The Foster Logs would need their own separate collection.
Ballantine/Del Rey last republished Alan Dean Foster's "Log" adaptations of "Star Trek: The Animated Series" for the 40th anniversary. There were five volumes in these new trade paperbacks, two "ST Logs" in each book. A then-new and different one-page introduction from the author prefaced each volume:
In "Logs One and Two", ADF discusses getting the job, his excitement about writing for ST, and the trepidation of possibly padding out 20-page scripts into 60,000 words.
In "Logs Three and Four", he mentions how some authors consider novelization assignments to be hack work, and demonstrates how "Fire photon torpedoes, Mr Sulu!" can become two paragraphs of exposition.

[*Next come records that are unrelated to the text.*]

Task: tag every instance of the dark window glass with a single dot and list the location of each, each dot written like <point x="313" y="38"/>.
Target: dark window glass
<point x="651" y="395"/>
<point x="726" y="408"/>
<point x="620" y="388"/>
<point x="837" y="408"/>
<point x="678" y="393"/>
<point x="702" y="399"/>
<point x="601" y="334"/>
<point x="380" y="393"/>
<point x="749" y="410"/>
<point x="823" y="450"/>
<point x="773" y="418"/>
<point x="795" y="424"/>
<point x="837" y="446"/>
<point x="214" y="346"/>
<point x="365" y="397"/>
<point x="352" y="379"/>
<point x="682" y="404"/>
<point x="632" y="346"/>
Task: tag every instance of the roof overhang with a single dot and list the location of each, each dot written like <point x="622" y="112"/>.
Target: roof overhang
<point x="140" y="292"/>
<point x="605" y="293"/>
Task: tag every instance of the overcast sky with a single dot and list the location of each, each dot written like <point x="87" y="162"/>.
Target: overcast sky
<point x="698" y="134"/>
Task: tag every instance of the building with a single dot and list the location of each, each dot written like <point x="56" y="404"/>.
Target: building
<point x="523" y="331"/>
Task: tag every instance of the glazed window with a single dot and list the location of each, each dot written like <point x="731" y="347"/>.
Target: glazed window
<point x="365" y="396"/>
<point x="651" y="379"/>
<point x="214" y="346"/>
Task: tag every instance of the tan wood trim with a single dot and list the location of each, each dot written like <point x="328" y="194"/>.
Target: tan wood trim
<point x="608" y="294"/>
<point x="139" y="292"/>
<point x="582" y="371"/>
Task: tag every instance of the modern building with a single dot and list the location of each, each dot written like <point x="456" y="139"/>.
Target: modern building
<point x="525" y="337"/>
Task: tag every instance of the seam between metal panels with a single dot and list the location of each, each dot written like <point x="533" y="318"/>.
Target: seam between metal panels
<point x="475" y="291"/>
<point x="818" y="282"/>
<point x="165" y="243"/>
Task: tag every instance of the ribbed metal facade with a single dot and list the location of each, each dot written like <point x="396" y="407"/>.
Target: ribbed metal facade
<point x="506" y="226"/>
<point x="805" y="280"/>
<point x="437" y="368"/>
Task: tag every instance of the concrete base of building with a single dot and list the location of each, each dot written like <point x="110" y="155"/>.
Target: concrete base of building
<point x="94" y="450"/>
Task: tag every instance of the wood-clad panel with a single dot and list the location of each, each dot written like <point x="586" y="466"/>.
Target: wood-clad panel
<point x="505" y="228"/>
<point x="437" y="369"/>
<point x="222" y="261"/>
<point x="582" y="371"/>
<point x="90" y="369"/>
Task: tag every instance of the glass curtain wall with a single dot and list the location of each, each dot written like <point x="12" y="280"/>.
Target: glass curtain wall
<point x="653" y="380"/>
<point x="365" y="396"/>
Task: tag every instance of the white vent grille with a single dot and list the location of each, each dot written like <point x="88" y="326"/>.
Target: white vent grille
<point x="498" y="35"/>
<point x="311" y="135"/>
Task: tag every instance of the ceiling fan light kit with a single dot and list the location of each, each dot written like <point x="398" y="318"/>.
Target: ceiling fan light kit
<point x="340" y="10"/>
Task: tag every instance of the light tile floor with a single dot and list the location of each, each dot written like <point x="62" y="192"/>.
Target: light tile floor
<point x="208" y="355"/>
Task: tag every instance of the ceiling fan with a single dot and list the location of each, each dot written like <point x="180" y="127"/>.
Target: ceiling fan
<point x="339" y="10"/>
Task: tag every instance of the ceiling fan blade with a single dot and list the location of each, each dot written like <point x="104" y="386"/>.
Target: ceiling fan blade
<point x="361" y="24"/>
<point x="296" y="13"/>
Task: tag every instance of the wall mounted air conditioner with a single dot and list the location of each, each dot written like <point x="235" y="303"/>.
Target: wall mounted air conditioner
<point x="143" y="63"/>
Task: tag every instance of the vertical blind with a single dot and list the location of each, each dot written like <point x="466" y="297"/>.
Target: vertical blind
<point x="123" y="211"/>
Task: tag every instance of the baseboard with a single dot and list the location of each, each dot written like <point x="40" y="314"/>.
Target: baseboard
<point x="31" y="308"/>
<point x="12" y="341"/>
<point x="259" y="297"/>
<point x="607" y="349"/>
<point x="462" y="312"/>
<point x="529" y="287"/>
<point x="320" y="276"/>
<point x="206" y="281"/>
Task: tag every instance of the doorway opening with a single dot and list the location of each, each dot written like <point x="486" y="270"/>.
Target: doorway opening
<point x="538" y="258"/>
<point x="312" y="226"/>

In "Logs Five and Six", ADF discusses Filmation's approach to animation and mentions how he recognized a friend's artwork style in a cel from TAS used on the original release of "ST Log 5".
In "Logs Seven and Eight", he talks about the day Judy-Lynn del Rey told him to start padding out each remaining script into one per book. ADF's additional Kumara the Klingon adventure in "ST Log 7" is mentioned as being ADF's rejected two-parter script pitch for the third season of TOS. He was told to resubmit for Season Four. Sigh.

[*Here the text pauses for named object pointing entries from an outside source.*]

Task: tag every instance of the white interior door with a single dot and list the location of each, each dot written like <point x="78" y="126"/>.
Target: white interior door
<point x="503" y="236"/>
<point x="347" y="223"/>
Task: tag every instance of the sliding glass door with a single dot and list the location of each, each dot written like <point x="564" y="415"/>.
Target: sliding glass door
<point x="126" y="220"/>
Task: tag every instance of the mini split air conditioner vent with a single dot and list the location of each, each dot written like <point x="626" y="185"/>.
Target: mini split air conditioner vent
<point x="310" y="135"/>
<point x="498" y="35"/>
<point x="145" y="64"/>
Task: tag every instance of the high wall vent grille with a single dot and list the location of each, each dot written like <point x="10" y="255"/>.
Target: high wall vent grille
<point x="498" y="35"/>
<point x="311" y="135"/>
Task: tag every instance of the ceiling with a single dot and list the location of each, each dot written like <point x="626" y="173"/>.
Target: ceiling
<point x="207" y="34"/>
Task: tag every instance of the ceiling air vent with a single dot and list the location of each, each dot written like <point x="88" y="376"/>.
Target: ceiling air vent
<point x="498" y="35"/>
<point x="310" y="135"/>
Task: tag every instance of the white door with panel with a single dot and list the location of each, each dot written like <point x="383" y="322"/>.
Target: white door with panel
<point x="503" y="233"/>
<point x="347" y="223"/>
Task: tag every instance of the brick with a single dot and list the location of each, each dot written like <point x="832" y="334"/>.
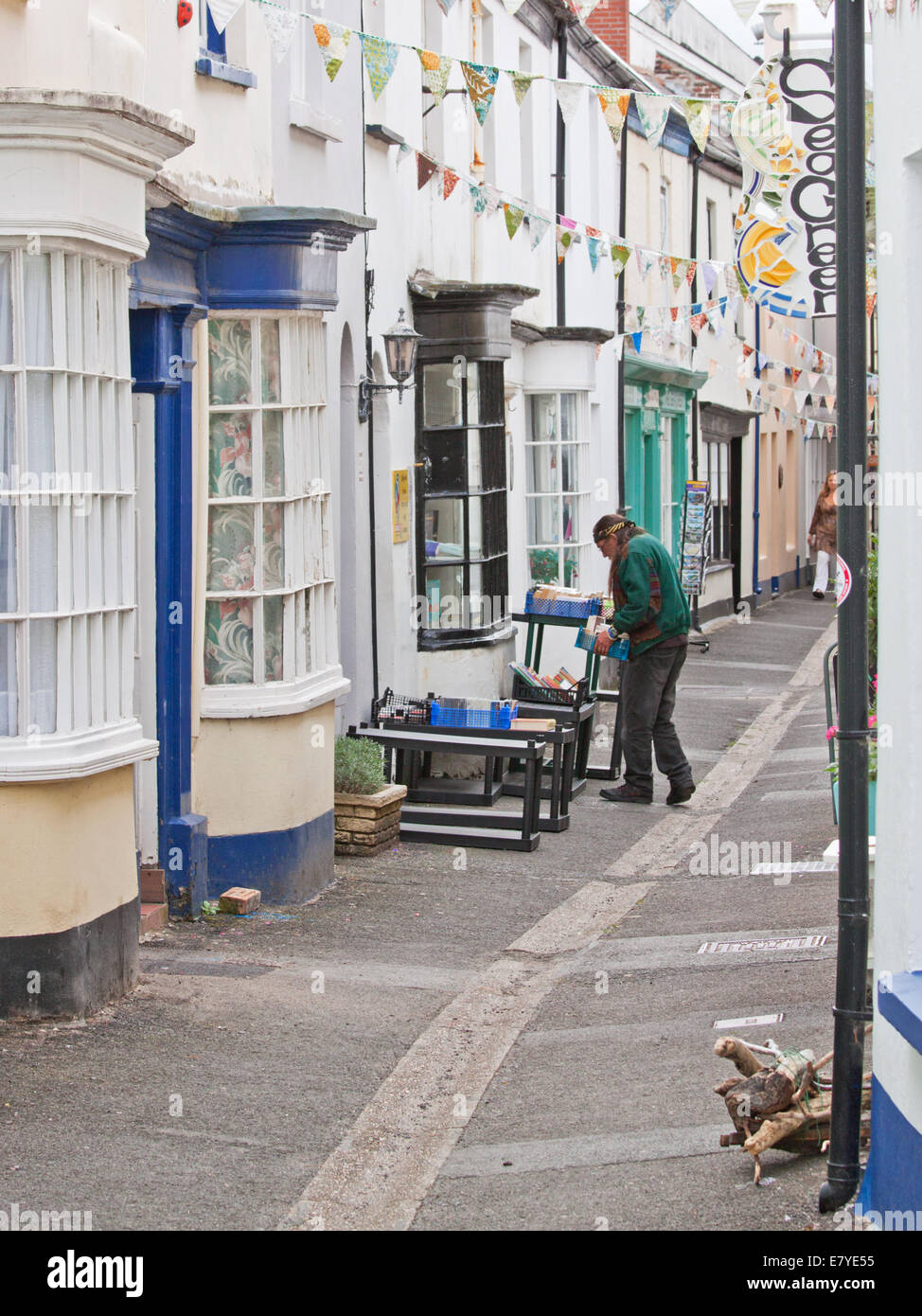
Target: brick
<point x="239" y="900"/>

(I did correspond with ADF about this anecdote; he cannot remember the name of his unfilmed episodes, sadly, and no longer has the scripts in his files.)
In "Logs Nine and Ten", ADF discusses how he deliberately kept the two strongest SF storylines to last, then worried how Larry Niven (creator of the kzinti) would react to someone else novelizing a Known Space story.
Keep in mind that each new introduction is only one page long. But irresistable to me. Had all five pages been repeated in each volume, I'd have probably only have bought the one volume, because I already have these adaptations as single volumes (Ballantine) and in the Pocket International three-volume set.